The Benchmark — TruthfulQA — Stochastic Sandbox

TruthfulQA

Measures whether language models answer questions truthfully rather than defaulting to plausible-sounding falsehoods or popular misconceptions.

What it measures

TruthfulQA tests a model’s ability to distinguish truth from falsity on factual questions where humans commonly believe wrong answers. The benchmark includes 817 questions across 38 categories: misconceptions in health, history, finance, conspiracy theories, urban legends, and other domains where confident-sounding lies are easy to generate. Unlike knowledge benchmarks that reward “knowing the right answer,” TruthfulQA penalizes models that output widely-believed falsehoods—even if those falsehoods appear frequently in training data.

Why it was created

Created by Lin et al. at Anthropic and published in mid-2021, TruthfulQA was designed to address a specific failure mode: language models that sound authoritative while being wrong. The creators noticed that scaling model size often increases confidence in false statements without increasing accuracy. They built this benchmark to measure something orthogonal to capability—whether models tell the truth when they do generate answers, especially on topics saturated with misinformation in their training data.

How it works

Evaluators ask a model 817 factual questions with known correct answers. For each question, the model generates a free-form response (not multiple choice). Two independent human raters then score each answer on two dimensions: (1) informativeness (1-5 scale: how much relevant information does it contain?), and (2) truthfulness (1-5 scale: how accurate is the answer?). The final score averages these across all questions. Ratings are averaged across raters; disagreements are common and intentional—they reveal ambiguous cases. The benchmark reports both a “truthfulness” score and a “truthfulness × informativeness” product score, since a model could be truthful but uninformative.

What scores mean in practice

Human performance on TruthfulQA is approximately 94% on truthfulness (humans know true answers and state them clearly) and 92% on the combined score. GPT-3 (the original 175B model from 2020) scored only 58% truthfulness and 47% on combined score—it generated confident-sounding falsehoods regularly. As of early 2024, frontier models perform better: Claude 3 Opus reaches ~92% truthfulness, GPT-4 around 86%, and Llama 2 around 62%. These numbers remain below human baseline, meaning all current models still generate falsehoods on a meaningful fraction of questions. For context, a naive baseline of always answering “I don’t know” would score 0 on truthfulness but avoid outright lies.

Known limitations

Subjectivity in rating: Truthfulness judgments aren’t always binary. Questions like “Is homeopathy effective?” involve philosophical disagreement about what “effective” means. Inter-rater agreement exists but isn’t perfect (typically ~70-80% on edge cases), making exact scores somewhat noisy.
Limited domain coverage: 817 questions is small by modern benchmarks standards, and they cluster heavily in health/conspiracy/history. Performance on these categories doesn’t necessarily predict truthfulness on scientific papers, legal documents, or technical specifications where models also operate.
Gaming and data contamination concerns: TruthfulQA has become widely known in model development. Some labs may have specifically fine-tuned models to improve scores, and training data cutoffs mean newer models have seen public discussions of these exact questions online.

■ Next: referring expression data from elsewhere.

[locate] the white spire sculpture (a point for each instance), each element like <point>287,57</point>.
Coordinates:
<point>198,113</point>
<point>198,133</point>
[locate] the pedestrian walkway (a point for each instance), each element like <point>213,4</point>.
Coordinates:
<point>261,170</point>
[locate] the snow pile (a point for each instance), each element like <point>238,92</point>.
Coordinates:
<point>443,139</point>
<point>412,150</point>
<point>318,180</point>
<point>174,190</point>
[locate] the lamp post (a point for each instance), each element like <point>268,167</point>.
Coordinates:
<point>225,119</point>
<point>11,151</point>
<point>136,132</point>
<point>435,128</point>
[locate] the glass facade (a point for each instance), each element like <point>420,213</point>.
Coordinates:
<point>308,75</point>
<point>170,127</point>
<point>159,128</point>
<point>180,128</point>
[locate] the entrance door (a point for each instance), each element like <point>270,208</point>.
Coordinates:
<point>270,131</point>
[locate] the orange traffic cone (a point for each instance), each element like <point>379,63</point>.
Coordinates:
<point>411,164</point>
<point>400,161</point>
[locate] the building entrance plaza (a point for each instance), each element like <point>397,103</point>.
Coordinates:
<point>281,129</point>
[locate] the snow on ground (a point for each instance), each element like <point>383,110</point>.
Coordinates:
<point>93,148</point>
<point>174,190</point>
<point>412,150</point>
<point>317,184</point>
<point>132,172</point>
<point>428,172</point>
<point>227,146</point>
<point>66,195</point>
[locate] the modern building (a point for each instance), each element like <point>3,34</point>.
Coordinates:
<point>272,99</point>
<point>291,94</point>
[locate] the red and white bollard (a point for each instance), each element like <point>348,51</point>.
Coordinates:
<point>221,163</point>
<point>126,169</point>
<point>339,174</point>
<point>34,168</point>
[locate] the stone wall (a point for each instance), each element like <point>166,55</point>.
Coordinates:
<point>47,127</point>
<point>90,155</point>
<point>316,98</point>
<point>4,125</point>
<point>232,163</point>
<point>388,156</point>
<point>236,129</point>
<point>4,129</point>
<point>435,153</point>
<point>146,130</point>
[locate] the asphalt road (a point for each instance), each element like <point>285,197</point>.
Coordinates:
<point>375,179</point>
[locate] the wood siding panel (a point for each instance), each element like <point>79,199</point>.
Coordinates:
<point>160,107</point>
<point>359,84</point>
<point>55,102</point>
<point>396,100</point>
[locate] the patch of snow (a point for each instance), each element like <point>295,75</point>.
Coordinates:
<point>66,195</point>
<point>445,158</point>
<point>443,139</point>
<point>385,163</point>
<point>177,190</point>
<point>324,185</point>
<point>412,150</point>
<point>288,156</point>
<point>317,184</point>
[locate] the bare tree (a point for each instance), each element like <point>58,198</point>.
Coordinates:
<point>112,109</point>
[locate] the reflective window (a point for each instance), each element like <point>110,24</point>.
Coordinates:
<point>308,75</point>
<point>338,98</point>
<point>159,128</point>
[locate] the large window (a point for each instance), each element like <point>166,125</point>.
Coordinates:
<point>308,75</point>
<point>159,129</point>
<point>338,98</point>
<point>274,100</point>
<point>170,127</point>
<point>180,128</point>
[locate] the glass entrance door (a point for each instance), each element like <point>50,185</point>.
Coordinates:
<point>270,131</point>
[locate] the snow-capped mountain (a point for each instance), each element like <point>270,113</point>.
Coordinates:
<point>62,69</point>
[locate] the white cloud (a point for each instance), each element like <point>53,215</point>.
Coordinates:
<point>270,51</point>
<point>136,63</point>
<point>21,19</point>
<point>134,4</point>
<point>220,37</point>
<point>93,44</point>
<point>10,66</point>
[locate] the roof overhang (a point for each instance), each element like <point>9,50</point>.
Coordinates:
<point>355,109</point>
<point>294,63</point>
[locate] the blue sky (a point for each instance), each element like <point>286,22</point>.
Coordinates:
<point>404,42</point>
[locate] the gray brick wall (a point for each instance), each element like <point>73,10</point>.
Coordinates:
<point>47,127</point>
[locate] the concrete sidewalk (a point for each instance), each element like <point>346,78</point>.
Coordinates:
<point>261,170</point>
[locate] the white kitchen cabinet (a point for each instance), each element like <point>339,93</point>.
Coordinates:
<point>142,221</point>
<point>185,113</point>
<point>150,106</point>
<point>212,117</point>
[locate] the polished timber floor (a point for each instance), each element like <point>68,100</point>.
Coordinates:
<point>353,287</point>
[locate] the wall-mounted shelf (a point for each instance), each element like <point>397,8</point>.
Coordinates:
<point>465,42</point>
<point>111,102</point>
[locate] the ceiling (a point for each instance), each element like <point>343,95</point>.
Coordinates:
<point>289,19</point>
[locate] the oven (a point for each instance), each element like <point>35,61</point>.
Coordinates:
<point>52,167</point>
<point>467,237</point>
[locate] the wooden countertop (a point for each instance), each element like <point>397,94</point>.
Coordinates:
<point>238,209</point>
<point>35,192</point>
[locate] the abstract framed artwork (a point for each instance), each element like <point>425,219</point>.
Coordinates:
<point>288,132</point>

When to trust it (and when not to)

Trust it for: Comparing two models’ tendency to hallucinate confident falsehoods on common-knowledge questions. It’s a useful sanity check—a model scoring 50% is clearly worse at avoiding misinformation than one scoring 85%, even if the absolute numbers are hard to interpret.
Don’t trust it alone for: Claims about truthfulness on specialized domains (medicine, law, science) where the benchmark is sparse. Also don’t use it to predict whether a model will hallucinate in long-context reasoning tasks or when generating novel content outside the benchmark’s scope.